Interest Rates: Trend Change or Mean Reversion
The yield on 10-year U.S. Treasuries stood at 3.23% on November 7, 2018. Over the next 10 months, bonds rallied, and that same rate fell all the way to 1.44%, reaching a nearly 3 year low on August 27. Now, with the 10-year at back above 1.80%, it’s time to ask ourselves: is the bull run in bonds over?
This is how I see the bear case for bonds.

Rates bottomed just below 1.5% in 2012 and held that low during the global recession scare of 2016. We held that low again in August of this year, momentum diverged positively, and the yield has since set a series of higher highs and higher lows. This bounce off 1.40 area will play out exactly like the two previous occurrences, and rates will continue rising toward the high end of this 6-year range. Near-term resistance lies at 2% – the 38.2% retracement of the 2013 to 2016 decline and the breakdown level from earlier this year. A break of the multi-month uptrend line would be the first sign of trouble, but price action above 1.50% would simply aid in building a long-term base to rally from. The bear case won’t really be in trouble unless we see a meaningful break of the 2012 lows.

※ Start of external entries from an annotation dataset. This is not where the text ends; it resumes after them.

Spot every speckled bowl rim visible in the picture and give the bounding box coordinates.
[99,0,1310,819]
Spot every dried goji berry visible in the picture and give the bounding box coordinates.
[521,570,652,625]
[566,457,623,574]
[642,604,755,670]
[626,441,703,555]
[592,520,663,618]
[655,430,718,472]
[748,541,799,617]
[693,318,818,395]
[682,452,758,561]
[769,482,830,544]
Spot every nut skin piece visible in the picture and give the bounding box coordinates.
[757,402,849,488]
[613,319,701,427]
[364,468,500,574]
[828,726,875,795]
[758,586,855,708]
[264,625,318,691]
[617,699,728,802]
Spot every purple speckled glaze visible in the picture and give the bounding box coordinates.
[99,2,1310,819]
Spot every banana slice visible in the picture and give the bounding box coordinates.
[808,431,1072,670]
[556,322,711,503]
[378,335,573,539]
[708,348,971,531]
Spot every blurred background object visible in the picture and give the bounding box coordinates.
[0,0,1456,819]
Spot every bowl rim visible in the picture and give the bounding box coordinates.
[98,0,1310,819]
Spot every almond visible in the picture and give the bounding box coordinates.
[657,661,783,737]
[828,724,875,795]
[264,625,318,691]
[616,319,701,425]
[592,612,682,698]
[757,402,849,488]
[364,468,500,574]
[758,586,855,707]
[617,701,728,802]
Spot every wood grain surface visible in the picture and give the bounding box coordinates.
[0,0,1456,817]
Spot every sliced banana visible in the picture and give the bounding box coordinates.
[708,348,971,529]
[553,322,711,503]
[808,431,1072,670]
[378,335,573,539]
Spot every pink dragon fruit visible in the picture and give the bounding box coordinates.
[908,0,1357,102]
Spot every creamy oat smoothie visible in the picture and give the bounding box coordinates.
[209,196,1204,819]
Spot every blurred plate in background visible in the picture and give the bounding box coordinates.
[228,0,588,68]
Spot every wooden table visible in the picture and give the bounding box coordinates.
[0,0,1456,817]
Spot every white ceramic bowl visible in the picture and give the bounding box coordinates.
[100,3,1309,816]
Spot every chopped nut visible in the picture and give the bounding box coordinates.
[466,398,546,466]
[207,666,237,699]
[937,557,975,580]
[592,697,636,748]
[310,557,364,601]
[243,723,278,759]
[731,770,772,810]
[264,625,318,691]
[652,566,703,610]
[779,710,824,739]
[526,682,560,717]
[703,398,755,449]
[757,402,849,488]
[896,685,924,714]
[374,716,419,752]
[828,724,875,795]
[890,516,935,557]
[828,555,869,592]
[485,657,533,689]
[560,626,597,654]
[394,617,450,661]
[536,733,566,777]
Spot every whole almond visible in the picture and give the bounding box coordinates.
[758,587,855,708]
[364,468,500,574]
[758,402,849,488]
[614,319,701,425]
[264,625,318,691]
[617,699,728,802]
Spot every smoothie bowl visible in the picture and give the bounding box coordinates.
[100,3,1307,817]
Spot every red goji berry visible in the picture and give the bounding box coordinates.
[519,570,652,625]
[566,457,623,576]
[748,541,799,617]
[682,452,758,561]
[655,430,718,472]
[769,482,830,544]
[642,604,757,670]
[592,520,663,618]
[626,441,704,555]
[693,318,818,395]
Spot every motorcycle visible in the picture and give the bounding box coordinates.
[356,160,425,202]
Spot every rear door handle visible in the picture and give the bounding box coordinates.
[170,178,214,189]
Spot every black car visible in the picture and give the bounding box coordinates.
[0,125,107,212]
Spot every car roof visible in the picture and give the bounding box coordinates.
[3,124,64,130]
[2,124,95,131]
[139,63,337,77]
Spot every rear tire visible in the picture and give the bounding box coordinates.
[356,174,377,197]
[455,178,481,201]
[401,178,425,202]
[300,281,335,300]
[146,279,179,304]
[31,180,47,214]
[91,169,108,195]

Bond bulls see things a bit differently.

Rates started setting 5 year highs in late 2018, but then momentum diverged negatively, and the new highs turned into a false breakout. With the ensuing drop below the 200-day moving average, bonds entered a new bull market. Yields trended sharply lower until August, when momentum diverged positively and set up a mean reversion. On the ensuing bounce, rates failed to get above the 38.2% retracement from the 2013-2016 decline and are still below a downward sloping 200-day moving average. Momentum is still stuck in a bearish range, and now that yields have reverted to the mean, it’s time for the next leg of this bull market to begin. If yields get back above 2% for an extended period of time, the bull thesis will be in trouble.